De Lévinas, j’aimerais savoir par quelle intuition il en est venu à passer de la notion du visage de l’autre à celle du sacrifice de soi. « Je peux, dit-il, décider de me sacrifier pour autrui, par amour, par principe, pour sauver une vie, mais si je peux moi-même faire librement ce sacrifice, je ne peux pas le réclamer en ma faveur. Ce que je me permets d’exiger de moi-même ne se compare pas à ce que je suis en droit d’exiger d’Autrui ».
Il est très remarquable que Levinas ait retrouvé philosophiquement ce que le Christ a révélé évangéliquement, à savoir le caractère asymétrique de l’amour : l’amour ne demande rien en échange. C’est le propre du regard d’être par nature mendiant, demandeur d’un accueil, d’une attention, d’une reconnaissance.

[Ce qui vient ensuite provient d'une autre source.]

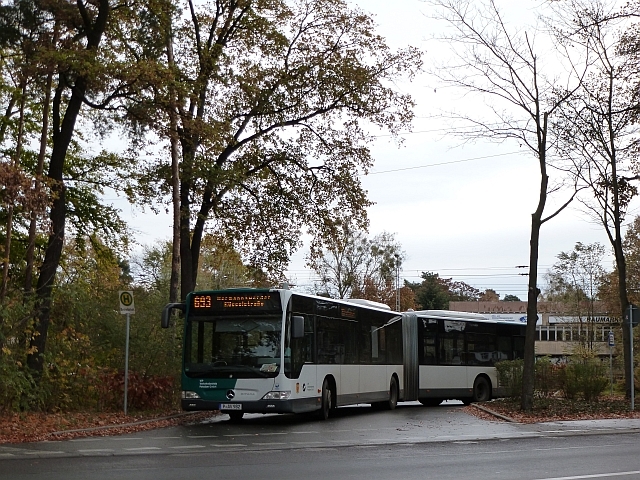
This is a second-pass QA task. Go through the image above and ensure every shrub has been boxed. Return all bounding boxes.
[496,359,524,398]
[562,358,609,401]
[96,369,177,411]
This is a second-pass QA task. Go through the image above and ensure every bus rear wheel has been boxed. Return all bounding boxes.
[473,377,491,402]
[418,398,442,407]
[229,411,244,423]
[320,378,333,420]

Je vous invite à contempler le regard que le Christ posait sur ses disciples lors de ce dernier Repas, ne leur demandant rien d’autre que de lui faire confiance, de croire en son amour, un amour infini, divin, éternel et trinitaire. « Croyez-moi : je suis dans le Père, et le Père est en moi ». Pris de peur, les disciples ont le cœur troublé et le regard brouillé. Ils n’arrivent plus à regarder Jésus : à l’annonce de la trahison, ils se regardent entre eux. Il faudra attendre le jour de Pâques et la fraction du pain, pour que leurs yeux s’ouvrent à nouveau, et qu’ils puissent entrer par le don de l’Esprit dans la profondeur infinie de l’amour de Dieu.

Je vous invite à vous souvenir dans l’évangile des regards que Jésus pose sur les personnes qu’il rencontre. C’est ce qui rend sa représentation cinématographique si difficile : Zeffirelli est peut-être celui qui a le mieux essayé. Le regard de Jésus est le point de départ de notre rencontre de Dieu. Je suis devenu croyant quand j’ai rendu à Dieu le psaume dit ‘tout le bien qu’il m’a fait’, en réalité le regard d’amour qu’il nous porte à chacun, de façon infinie et unique. C’est le mystère de la foi.

Fin avril, j’ai dit à ma Maman que je travaillais sur cette homélie sur l’épiphanie du visage et du regard, signe et présence de l’amour de Dieu en chacun. Elle était très malade, depuis des semaines et vivait ses derniers jours. C’est le dernier regard que nous avons échangé, longuement, avant sa mort deux jours plus tard. Elle connaissait ce texte de Job, des siècles avant notre ère : « Je sais, moi, que mon libérateur est vivant et qu’à la fin, il se dressera sur la poussière des morts ; avec mon corps, je me tiendrai debout et, de mes yeux de chair, je verrai Dieu. Moi-même, je le verrai et, quand mes yeux le regarderont, il ne se détournera pas ».Son regard nous suffit.